Prendiamo l’esempio di una persona con disabilità: se per tutta la vita l’unica rappresentazione che ha di sé nei media è su una sedia a rotelle con il sottofondo di musica tragica, è molto probabile che non ci si riconosca a pieno in altre situazioni. Servono più modelli plurali nei media, e Daphne ci dà un buon esempio. Per aiutare le persone dimenticate dalle narrazioni dei media, servono nuove narrazioni che siano plurali. Lei continua dicendo «non serve che queste persone sviscerino il loro dolore per essere validate come persone». Esiste una vita fuori dal problema ed è tutta da scoprire, al di fuori delle narrazioni pietistiche.

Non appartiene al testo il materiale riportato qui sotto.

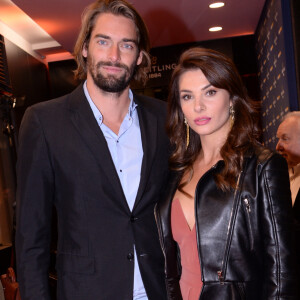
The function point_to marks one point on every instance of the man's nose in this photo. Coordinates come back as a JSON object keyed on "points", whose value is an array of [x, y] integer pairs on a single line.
{"points": [[114, 53], [279, 146]]}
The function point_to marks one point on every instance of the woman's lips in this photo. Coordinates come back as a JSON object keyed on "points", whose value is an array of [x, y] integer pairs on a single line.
{"points": [[202, 120]]}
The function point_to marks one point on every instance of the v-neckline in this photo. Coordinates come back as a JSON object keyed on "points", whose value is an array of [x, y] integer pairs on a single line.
{"points": [[186, 222]]}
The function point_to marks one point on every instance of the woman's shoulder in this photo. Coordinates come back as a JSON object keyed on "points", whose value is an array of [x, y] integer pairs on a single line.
{"points": [[266, 157]]}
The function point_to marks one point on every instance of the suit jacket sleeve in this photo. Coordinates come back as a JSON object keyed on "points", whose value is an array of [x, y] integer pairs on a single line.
{"points": [[277, 230], [35, 190]]}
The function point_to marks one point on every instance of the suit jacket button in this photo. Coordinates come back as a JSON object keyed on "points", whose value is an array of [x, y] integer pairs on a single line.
{"points": [[130, 256], [133, 219]]}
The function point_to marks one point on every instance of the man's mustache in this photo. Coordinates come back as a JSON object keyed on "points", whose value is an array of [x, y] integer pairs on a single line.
{"points": [[110, 64]]}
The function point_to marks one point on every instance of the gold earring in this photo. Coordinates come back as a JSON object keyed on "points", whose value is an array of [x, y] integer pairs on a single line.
{"points": [[187, 133], [231, 114]]}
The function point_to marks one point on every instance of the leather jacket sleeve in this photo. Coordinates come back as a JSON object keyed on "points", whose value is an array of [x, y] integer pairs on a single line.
{"points": [[276, 224]]}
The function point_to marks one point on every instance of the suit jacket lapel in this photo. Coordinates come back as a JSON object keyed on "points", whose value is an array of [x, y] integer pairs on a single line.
{"points": [[148, 126], [87, 126]]}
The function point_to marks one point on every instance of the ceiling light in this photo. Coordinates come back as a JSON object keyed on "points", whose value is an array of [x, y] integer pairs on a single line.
{"points": [[216, 28], [216, 4]]}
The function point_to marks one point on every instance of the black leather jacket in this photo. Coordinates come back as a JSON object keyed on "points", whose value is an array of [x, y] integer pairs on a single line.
{"points": [[243, 236]]}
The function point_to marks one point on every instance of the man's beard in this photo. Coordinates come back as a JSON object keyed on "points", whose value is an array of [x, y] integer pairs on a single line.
{"points": [[111, 83]]}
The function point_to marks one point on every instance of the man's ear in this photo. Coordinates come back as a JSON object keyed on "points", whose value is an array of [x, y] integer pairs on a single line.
{"points": [[140, 58], [84, 50]]}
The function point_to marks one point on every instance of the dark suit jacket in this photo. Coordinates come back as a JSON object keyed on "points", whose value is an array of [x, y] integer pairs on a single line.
{"points": [[296, 214], [63, 160]]}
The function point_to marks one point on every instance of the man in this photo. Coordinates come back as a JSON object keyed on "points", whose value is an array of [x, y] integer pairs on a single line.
{"points": [[288, 146], [100, 156]]}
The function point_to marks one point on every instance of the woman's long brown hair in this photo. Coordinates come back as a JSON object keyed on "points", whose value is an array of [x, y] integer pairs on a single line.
{"points": [[221, 73]]}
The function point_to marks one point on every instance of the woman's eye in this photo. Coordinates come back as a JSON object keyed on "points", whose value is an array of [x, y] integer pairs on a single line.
{"points": [[102, 42], [186, 97], [211, 92]]}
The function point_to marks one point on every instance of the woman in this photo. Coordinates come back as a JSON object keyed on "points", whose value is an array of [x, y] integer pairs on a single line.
{"points": [[224, 222]]}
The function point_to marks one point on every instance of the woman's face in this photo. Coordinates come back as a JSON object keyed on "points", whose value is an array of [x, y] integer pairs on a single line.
{"points": [[205, 107]]}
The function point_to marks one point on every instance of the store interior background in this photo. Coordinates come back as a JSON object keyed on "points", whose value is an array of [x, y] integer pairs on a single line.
{"points": [[267, 57]]}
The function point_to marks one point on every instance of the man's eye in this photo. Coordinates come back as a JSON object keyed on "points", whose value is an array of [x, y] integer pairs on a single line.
{"points": [[127, 46]]}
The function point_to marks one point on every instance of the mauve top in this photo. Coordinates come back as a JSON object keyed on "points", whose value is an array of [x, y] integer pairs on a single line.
{"points": [[190, 281]]}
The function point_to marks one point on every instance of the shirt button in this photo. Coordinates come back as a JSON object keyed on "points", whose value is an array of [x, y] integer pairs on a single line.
{"points": [[130, 256]]}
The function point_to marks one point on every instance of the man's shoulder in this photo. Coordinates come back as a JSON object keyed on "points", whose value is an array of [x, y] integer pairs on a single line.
{"points": [[58, 103], [149, 101]]}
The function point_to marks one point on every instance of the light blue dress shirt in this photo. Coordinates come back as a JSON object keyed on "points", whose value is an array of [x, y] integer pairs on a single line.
{"points": [[127, 154]]}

Ad esempio nell’episodio n.9 l’intervistata è Lunny, una ragazza autistica, e qui si parla anche della vita sessuale di persone autistiche, dettaglio che spesso è oscurato dalle necessarie definizioni sullo spettro, che, però sembrano esaurire in quello tutta la narrazione.
Nei video si nota chiaramente l’atmosfera rilassata. Gli ospiti sono a loro agio, viene chiesto loro quali pronomi preferiscono, e via con le domande. Daphne, insomma, ha saputo creare un luogo in cui sentirsi al sicuro e poter parlare apertamente. Gli spettatori non si sentono distaccati, anzi, cliccate play in un video qualsiasi e vi sentirete piazzati sui divanetti con il cuscino a forma di cuore tra le mani!
Secondo Daphne la volontà è quella di «creare connessioni»: si crea un legame con l’ospite, ma anche con chi ascolta e vede, ma non solo con chi appartiene alla categoria marginalizzata di cui si sta trattando.
Anche chi è estraneo ai problemi degli altr* può prendere un nuovo spunto per comprendere quanto ci siano storie sempre diverse e, magari, può capire un po’ di più su come porsi. Spunti che si possono prendere anche come punti di riferimento, perché seguendo chi è intervistat* sui social, si può creare una propria bolla di persone che trattano tematiche sensibili e importanti vivendole in prima persona. A questo punto non si può rimanere indifferenti.
I’m like that è decisamente il prodotto fresco e nuovo di cui avevate bisogno, chiunque voi siate, sarà un tuffo leggero nelle storie di persone estremamente interessanti, prima fra tutt* la sua conduttrice. Daphne Bohémien è infatti una performer e content creator. Il suo lavoro sui social si intreccia con l’attivismo e con la capacità di narrare le vicende quotidiane in modo trasparente. Dice spesso «io sono così», la versione social di lei non si allontana dalla persona reale, anzi. Ci sono le giornate storte, le giornate no, quelle fantastiche e quelle at the top of the sky, come per tutt*: per questo motivo ci tiene a sottolineare che servano più narrazioni reali.
Influencer che mostrano solo i lati positivi della propria vita sono quell* che spingono a credere che la loro vita sia sempre perfetta, mai una piega. La vita, però, non è così per nessun* e ci sono persone che vogliono dare una nuova direzione al lavoro social, proprio come Daphne. Ci ha confessato che «ci sono anche le giornate in cui non posto nulla, perché non sto ben» e anche questo è un aspetto da normalizzare: in qualsiasi altro lavoro si prendono giorni di malattia per sentirsi meglio, quindi perché ci aspettiamo che chi è content creator sia ogni giorno pront* con le energie al massimo? Qui non si tratta soltanto di salute fisica, ma anche di salute mentale. Prendersi cura del proprio benessere mentale non è un vizio o una moda del 2022, è un diritto.